How to ensure writing 4 bytes to binary file

Question

I want to program an EEPROM which is 16/32 bit. I am writing the file from a C program, but fwrite() seems to be doing only 8 bits? I wrote a simple example, and using xxd (and hexdump) to look at the results, but the file seems to be only 8 bits. I wonder if I'm only seeing 8 bits due to the limitations of hexdump & xxd, or if the problem is with fwrite()?

Anyone know how I can check that all the bits are being written to the file?

#include <stdio.h>
#include <stdlib.h>

const unsigned int dataSize = 255;
unsigned long tmp[] = { 0xFFFF, 0xFFDD, 0xFDDD, 0xF000, 0x0F0F, 0x0001, 0x1010 };
  
int main() {
    const char *path = "text.bin";
    FILE *fp = fopen(path, "wb"); 
    const void *data = tmp;
 
    if (!fp) {
        fprintf(stderr, "fopen() failed for '%s'\n", path);
    } else {
        fwrite(data, 1, dataSize, fp);
    }
  
    return 0;
}

Using xxd I see:

00000000: ffff 0000 0000 0000 ddff 0000 0000 0000  ................
00000010: ddfd 0000 0000 0000 00f0 0000 0000 0000  ................
00000020: 0f0f 0000 0000 0000 0100 0000 0000 0000  ................
00000030: 1010 0000 0000 0000 0000 0000 0000 0000  ................
00000040: c005 5182 b27f 0000 0000 0000 0000 0000  ..Q.............
00000050: 0000 0000 0000 0000 0000 0000 0000 0000  ................
00000060: 0000 0000 0000 0000 0000 0000 0000 0000  ................
00000070: 0000 0000 0000 0000 0000 0000 0000 0000  ................
00000080: 0000 0000 0000 0000 0000 0000 0000 0000  ................
00000090: 0000 0000 0000 0000 0000 0000 0000 0000  ................
000000a0: 0000 0000 0000 0000 0000 0000 0000 0000  ................
000000b0: 0000 0000 0000 0000 0000 0000 0000 0000  ................
000000c0: 0000 0000 0000 0000 0000 0000 0000 0000  ................
000000d0: 0000 0000 0000 0000 0000 0000 0000 0000  ................
000000e0: 0000 0000 0000 0000 0000 0000 0000 0000  ................
000000f0: 0000 0000 0000 0000 0000 0000 0000 00    ...............

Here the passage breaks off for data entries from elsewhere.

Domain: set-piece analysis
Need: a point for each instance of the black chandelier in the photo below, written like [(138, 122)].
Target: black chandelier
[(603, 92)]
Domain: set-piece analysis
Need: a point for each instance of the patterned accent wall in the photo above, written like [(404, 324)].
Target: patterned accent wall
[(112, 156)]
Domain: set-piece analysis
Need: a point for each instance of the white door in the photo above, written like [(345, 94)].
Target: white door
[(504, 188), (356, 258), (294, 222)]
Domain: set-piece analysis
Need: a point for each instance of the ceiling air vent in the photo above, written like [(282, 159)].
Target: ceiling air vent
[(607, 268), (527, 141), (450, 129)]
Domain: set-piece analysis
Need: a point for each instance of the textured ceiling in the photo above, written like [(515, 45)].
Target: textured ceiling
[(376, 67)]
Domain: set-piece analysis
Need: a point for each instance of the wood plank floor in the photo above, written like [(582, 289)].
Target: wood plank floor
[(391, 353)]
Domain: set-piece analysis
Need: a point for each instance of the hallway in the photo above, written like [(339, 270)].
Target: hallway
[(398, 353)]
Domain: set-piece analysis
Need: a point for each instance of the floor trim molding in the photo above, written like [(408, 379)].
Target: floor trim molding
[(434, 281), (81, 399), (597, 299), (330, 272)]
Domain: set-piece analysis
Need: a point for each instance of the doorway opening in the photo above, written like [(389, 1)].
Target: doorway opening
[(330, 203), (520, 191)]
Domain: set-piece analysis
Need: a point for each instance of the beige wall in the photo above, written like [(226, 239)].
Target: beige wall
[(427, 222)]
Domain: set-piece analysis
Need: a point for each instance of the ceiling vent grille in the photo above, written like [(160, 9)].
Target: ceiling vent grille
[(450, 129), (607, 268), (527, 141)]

EDIT: I'm trying to ensure there are 32 bits written to the file. The results of xxd are:

00000000: 11111111 11111111 00000000 00000000 00000000 00000000  ......

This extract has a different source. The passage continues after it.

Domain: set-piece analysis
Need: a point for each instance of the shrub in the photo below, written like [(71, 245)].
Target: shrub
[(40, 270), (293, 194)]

Which show there are 16 bits for the 0xFFFF but where are the other 16 bits? Ideally I'd like to see 16 zeros followed by 16 ones for 0xFFFF for a 32 bit boundary.

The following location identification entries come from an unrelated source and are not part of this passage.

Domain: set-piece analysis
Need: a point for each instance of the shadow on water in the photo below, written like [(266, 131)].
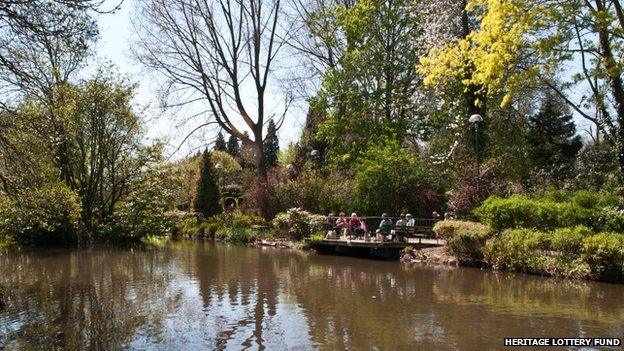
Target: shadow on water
[(192, 295)]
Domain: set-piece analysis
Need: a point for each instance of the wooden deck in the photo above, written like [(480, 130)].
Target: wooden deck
[(372, 249)]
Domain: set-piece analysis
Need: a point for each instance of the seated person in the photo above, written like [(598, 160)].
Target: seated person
[(355, 225), (330, 224), (399, 233), (409, 221), (341, 223), (385, 226)]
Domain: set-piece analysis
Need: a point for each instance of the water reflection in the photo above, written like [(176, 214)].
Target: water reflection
[(206, 296)]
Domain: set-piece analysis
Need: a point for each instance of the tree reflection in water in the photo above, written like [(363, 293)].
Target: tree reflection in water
[(209, 296)]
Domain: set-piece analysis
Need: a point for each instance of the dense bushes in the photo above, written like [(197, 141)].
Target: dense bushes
[(568, 252), (556, 209), (522, 212), (48, 214), (391, 179), (604, 253), (297, 224), (465, 240), (515, 250)]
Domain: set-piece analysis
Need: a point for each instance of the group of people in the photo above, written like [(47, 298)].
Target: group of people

I'm wondering if this is a problem with the xxd software not displaying it, rather than C not writing it.

(I realise the names and the file pointer isn't closed, it was just something I knocked up in 2 minutes to help display the problem, I picked 255 out of the air.)

Answer 1

To control the exact output in the file, you should use the exact width types from <stdint.h> instead of unsigned long, which seems to have 64 bits on your system.

The reason you do not see 16 zeroes followed by 16 ones is your target system uses little-endian representation for integer types larger than 8 bits. Endianness determines the order of bytes in memory for these types.

Furthermore, you should not write 255 bytes from the tmp array which has a size of 28 bytes.

Here is a modified version:

#include <stdio.h>
#include <stdint.h>

// data has 256 bytes
uint32_t data[64] = { 0xFFFF, 0xFFDD, 0xFDDD, 0xF000, 0x0F0F, 0x0001, 0x1010 };
  
int main() {
    const char *path = "text.bin";
    FILE *fp = fopen(path, "wb"); 
 
    if (!fp) {
        fprintf(stderr, "fopen() failed for '%s'\n", path);
    } else {
        size_t written = fwrite(data, 1, sizeof data, fp);
        if (written != sizeof data) {
            fprintf(stderr, "fwrite() only wrote %zu bytes\n", written);
        }
        fclose(fp);
    }
    return 0;
}

Answer 2

Problem: 16 bit data (2 byte) chunks are stored in 64-bit-type (8 byte) array. This explains the output.

Solution:

• Assign x byte data to "x-byte type" (use "Fixed-Width Integer Types")
• fwrite the exact number of bytes (do not guess)

Please note that 0xFFFF is 2 bytes. Assigned data is 7 * 2 = 14 bytes. "tmp" array is 7 * 8 = 56 bytes.